Representation learning of single-cell time-series with deep variational autoencoders

Single-cell technologies have led to many insights on the function of individual cells within populations. Time-series data, in particular, have become increasingly adopted to uncover the molecular basis of heterogeneity in processes such as gene regulation, growth adaptation, and drug resistance. Yet the analysis of single-cell trajectories often requires manual and application-dependent techniques to extract meaningful features that correlate with the biological processes of interest. Here, we employ representation learning to automatically encode time-series into a low-dimensional feature space that can be used for downstream prediction tasks. We trained deep variational autoencoders on cell length data from Escherichia coli cells growing in a “mother machine” device that allows tracking single cells over long periods. We show that the learned representations preserve the structure of the data across various growth media.
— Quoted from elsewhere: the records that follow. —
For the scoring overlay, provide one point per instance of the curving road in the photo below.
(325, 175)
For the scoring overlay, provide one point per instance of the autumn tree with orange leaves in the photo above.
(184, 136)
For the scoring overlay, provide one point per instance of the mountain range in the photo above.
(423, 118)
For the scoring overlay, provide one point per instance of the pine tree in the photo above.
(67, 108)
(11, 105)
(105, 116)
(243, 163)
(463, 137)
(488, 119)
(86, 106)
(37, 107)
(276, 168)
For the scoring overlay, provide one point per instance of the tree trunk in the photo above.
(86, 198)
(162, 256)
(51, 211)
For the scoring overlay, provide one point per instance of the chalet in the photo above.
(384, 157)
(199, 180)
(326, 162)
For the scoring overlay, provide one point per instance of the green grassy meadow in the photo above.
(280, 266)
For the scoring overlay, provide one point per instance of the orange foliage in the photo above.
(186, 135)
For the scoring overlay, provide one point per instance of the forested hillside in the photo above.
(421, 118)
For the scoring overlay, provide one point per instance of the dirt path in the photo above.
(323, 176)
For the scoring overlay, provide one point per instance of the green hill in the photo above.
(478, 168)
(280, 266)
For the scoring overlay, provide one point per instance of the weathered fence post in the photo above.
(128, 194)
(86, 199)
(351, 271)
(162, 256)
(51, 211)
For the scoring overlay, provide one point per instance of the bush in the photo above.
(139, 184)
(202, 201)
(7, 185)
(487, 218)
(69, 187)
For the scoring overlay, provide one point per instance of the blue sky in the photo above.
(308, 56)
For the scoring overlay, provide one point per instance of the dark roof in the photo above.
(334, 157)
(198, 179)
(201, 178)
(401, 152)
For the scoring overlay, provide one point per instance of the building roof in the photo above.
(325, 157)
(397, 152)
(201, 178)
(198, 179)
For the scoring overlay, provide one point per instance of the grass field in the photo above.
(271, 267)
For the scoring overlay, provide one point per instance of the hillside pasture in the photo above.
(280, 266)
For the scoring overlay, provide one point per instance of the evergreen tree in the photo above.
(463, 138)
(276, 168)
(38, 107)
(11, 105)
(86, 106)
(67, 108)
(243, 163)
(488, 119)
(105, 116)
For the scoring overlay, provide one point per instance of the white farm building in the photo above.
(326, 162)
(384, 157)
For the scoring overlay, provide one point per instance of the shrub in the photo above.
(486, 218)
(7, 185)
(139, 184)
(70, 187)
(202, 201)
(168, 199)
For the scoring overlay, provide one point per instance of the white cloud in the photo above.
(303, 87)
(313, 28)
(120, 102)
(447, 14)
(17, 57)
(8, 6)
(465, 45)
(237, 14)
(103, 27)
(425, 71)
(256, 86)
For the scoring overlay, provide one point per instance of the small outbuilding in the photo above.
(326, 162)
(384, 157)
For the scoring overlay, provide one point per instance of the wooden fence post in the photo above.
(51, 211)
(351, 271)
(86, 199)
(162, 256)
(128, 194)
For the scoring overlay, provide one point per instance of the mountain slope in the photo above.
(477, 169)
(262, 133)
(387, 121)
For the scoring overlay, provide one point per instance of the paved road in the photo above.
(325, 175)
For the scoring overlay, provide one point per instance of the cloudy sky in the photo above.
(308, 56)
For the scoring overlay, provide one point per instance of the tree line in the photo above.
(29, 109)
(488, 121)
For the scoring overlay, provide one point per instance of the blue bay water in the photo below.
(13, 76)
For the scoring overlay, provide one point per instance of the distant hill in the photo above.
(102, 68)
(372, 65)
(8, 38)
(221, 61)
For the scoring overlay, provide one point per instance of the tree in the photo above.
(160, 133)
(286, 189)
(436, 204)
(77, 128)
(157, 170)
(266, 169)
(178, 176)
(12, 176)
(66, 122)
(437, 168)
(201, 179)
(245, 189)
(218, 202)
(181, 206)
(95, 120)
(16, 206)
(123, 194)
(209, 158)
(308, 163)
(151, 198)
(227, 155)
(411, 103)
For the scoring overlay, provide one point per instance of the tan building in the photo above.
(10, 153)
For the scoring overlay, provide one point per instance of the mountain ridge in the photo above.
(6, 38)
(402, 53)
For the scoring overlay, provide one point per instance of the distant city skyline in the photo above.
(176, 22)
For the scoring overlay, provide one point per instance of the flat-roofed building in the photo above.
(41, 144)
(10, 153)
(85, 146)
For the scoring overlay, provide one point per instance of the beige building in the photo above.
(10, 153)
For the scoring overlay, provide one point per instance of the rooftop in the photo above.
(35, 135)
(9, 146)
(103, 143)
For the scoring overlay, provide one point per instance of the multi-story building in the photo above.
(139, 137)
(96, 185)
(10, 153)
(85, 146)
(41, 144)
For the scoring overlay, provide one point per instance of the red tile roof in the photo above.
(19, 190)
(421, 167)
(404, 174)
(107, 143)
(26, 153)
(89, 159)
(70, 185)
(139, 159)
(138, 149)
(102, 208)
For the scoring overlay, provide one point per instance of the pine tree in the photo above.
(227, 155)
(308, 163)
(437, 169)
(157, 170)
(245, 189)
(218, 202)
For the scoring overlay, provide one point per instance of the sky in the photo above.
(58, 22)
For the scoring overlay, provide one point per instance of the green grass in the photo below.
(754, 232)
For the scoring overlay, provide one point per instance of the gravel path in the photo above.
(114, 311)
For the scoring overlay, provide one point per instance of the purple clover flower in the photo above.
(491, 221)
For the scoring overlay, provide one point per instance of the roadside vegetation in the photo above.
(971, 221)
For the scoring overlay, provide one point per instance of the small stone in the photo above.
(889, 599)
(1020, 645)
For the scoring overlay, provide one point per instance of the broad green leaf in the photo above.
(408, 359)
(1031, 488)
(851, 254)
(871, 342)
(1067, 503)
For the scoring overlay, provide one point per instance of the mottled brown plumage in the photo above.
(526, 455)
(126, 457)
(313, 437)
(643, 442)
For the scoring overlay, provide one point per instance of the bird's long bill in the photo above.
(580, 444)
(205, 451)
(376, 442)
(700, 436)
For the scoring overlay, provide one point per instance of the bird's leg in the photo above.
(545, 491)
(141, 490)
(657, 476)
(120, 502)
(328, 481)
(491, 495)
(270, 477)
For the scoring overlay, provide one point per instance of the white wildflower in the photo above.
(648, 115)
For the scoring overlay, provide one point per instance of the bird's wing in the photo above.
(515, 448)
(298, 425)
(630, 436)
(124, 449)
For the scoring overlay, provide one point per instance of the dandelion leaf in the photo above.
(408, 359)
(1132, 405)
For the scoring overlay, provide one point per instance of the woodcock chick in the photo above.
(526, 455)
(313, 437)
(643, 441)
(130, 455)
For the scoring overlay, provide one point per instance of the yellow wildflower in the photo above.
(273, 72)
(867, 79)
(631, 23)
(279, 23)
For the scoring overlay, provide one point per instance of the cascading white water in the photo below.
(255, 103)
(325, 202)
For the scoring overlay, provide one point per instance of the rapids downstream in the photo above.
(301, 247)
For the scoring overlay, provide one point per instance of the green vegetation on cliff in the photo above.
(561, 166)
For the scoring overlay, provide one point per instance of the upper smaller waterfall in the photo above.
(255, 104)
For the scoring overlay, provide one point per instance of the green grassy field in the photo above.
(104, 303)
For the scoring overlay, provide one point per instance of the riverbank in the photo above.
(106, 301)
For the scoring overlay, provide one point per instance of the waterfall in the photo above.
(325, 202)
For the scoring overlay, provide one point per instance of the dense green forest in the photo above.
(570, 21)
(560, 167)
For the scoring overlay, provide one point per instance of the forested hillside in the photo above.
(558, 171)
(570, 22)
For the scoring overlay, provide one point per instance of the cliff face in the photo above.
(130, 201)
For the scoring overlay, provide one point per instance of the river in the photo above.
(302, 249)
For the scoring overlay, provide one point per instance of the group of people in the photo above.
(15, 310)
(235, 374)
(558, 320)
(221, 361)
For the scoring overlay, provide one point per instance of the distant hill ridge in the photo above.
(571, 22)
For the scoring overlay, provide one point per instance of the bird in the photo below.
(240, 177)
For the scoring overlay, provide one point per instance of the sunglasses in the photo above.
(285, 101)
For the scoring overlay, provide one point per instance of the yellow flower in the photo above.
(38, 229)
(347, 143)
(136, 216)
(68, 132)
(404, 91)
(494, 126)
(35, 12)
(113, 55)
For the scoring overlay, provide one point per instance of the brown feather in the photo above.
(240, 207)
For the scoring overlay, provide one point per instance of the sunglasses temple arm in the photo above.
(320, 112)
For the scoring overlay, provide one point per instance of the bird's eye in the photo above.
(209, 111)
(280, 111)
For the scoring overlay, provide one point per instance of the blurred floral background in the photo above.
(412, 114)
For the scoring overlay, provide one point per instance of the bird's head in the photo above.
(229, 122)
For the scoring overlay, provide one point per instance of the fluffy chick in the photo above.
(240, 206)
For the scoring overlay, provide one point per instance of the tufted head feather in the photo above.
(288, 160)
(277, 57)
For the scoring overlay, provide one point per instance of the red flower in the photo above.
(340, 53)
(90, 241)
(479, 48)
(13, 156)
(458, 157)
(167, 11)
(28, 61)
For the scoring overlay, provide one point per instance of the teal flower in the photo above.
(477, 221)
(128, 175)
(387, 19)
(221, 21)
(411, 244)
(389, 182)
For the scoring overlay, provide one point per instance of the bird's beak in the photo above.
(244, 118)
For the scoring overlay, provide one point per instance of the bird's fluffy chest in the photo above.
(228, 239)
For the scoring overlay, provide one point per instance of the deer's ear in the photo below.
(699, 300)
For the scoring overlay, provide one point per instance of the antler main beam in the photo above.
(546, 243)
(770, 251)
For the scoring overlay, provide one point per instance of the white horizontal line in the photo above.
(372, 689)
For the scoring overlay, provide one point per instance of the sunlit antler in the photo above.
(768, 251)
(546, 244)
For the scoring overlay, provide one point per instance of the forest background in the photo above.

Using the pretrained model in tandem with supervised learning, we encoded fresh time-series from cells exposed to single and combination antibiotics, which achieved excellent classification accuracy across drug treatments. Moreover, we demonstrate that the learned embeddings can be used to accurately classify datasets from different laboratories and growth conditions without retraining. This demonstrates that the autoencoder extracts meaningful information with promising generalization power. Our results highlight the potential of representation learning for the analysis of single-cell responses under chemical perturbations and growth conditions.